The legislation also contains some miscellaneous measures such as a one-year deferral in a requirement that only Veterinarians dock lambs’ tails.
National’s Paul Goldsmith, speaking in the Third Reading debate, suggested the Bill was a sort of apology from Labour for having hit small business to hard.
“They have been cautious with the lockdown,” he said.
“They have extended the lockdown.
“And we hear very much the mantra of this Government that we went hard and that we went early and we can debate both of those things—about the earliness, but we can’t debate about the hardness.
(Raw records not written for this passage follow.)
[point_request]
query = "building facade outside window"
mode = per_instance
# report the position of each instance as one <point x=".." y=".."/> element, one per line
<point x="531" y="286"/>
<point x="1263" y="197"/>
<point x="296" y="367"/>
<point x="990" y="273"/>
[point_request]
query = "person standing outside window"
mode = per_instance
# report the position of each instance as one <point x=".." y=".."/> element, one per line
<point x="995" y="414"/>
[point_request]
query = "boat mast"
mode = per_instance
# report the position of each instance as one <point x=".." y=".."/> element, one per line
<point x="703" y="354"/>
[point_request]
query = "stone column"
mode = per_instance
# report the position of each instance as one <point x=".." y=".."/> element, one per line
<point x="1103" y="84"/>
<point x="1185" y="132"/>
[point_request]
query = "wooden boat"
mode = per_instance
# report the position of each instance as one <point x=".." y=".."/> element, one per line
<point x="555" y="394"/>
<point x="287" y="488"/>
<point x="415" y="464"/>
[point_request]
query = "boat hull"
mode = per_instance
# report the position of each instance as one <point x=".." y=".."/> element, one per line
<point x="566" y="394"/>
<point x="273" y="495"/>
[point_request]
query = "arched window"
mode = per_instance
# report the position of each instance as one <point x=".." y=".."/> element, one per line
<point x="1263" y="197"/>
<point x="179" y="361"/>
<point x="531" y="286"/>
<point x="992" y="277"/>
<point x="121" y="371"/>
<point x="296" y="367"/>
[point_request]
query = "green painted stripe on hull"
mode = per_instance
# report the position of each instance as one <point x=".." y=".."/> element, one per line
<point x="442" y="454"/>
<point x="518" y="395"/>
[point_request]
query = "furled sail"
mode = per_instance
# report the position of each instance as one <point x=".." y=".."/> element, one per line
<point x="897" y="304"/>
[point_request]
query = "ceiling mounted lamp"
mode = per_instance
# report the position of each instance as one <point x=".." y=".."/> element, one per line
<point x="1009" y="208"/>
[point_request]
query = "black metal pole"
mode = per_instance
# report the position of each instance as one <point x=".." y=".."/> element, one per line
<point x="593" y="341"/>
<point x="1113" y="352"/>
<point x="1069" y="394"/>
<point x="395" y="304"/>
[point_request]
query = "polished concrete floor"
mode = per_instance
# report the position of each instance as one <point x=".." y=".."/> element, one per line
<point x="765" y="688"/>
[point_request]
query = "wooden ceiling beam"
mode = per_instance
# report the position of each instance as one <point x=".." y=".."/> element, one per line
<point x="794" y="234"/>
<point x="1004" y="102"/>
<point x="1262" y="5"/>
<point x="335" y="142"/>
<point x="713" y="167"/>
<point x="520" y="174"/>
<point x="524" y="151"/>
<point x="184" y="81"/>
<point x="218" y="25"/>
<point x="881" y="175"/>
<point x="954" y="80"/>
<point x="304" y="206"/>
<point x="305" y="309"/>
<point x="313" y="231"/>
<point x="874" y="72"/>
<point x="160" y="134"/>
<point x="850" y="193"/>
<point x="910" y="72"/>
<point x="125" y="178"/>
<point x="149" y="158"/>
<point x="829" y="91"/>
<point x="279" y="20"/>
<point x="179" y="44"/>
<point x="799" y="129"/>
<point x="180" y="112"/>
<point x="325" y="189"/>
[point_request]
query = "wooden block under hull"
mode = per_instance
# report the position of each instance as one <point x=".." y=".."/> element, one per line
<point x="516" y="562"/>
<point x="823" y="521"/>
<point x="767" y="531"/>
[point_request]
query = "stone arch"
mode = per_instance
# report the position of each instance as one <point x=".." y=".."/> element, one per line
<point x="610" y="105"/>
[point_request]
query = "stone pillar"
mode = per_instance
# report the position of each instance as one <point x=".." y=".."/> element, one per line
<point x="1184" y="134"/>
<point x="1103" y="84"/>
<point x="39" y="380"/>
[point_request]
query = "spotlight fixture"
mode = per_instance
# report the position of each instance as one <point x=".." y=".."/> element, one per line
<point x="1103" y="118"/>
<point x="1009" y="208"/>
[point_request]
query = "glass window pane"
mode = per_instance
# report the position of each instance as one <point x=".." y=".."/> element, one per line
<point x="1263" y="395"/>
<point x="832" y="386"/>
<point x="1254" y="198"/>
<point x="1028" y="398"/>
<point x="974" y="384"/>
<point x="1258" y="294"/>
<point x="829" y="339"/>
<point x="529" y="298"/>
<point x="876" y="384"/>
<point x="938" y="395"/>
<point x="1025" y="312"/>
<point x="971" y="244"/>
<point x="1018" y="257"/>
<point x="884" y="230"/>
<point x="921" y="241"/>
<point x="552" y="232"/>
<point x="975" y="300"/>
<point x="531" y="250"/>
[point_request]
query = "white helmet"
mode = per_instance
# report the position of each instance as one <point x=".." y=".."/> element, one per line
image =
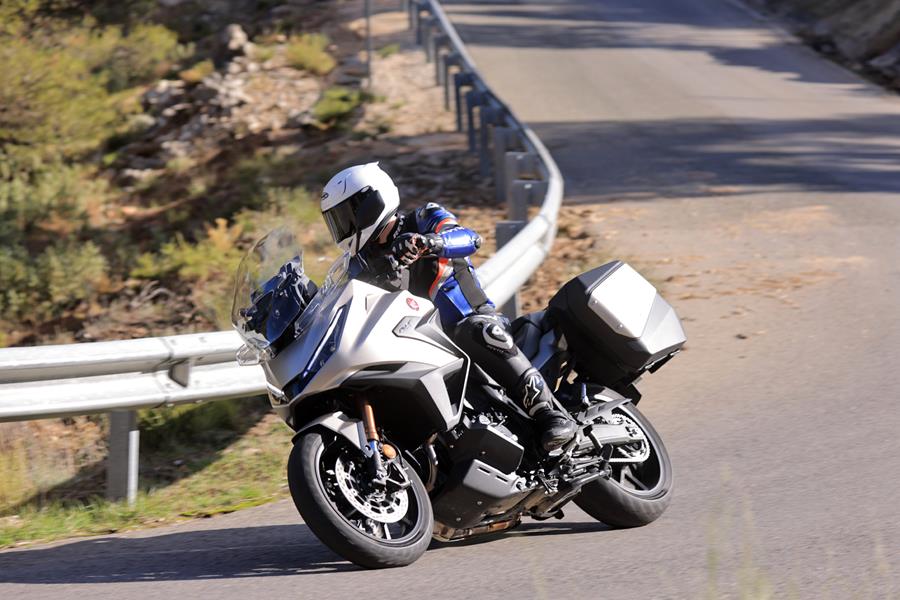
<point x="357" y="203"/>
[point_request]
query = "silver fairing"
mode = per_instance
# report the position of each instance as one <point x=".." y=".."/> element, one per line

“They certainly did go hard.
“They went a lot harder than Australia, and as a result of that, the economic consequences will be severe, and this bill is an attempt to try and reduce that pain by getting some cash back in the hands of small businesses.”
But the Prime Minister is ready to defend how hard the Government went saying the battle was far from over.
“We have to maintain our vigilance,” she told her press conference.
“We have to constantly ensure we’re still following those rules so that we can be assured that there is still the case.
“We continue our testing. We continue our border controls. We continue our isolation to keep giving us that assurance.”
That was why she was moving with caution over exiting Level Three.
“We’ve also had to factor in as we’ve gone along a very clear message that we’ve had on the impacts of moving too quickly,” she said.
“Are the risks of second waves, are the risk that you may have had asymptomatic transfer or that simply there may be may have been a longer tail that’s bubbling away?
“And so Level 3 allows us that time to check that we have control before moving with greater confidence.
“The last thing anyone wants is us to move prematurely, have a resurgence and go back.
“That will be very bad for our health response but equally horrific for our economy.”
She got some support from the former Prime Ministerial Chief Science Advisor, Sir Peter Gluckman.
“We do not know whether we’ve eliminated the virus,” he told the Covid-19 Epidemic response Committee yesterday.
“ New cases are still emerging. Is there contact tracing fast enough to cope with what the virus might bring?
“As we mix and mingle more, what will winter bring in terms of infectivity?”
Gluckman said he could see the unity that had prevailed during the lockdown battle against the virus beginning to disappear as time moved on.
“Many are anxious to return rapidly to a pre-covid business as usual mode of operation,” he said.
“But the world has changed.
“Others see a reset in their lives ahead.
“But how big?
“Pragmatically many months or years of pain, difficulty, frustration lie ahead for some.”
That is going to become the challenge for politicians very shortly; a need to move beyond the present to offer the country a vision for how we can move on from the crisis and where we might move to.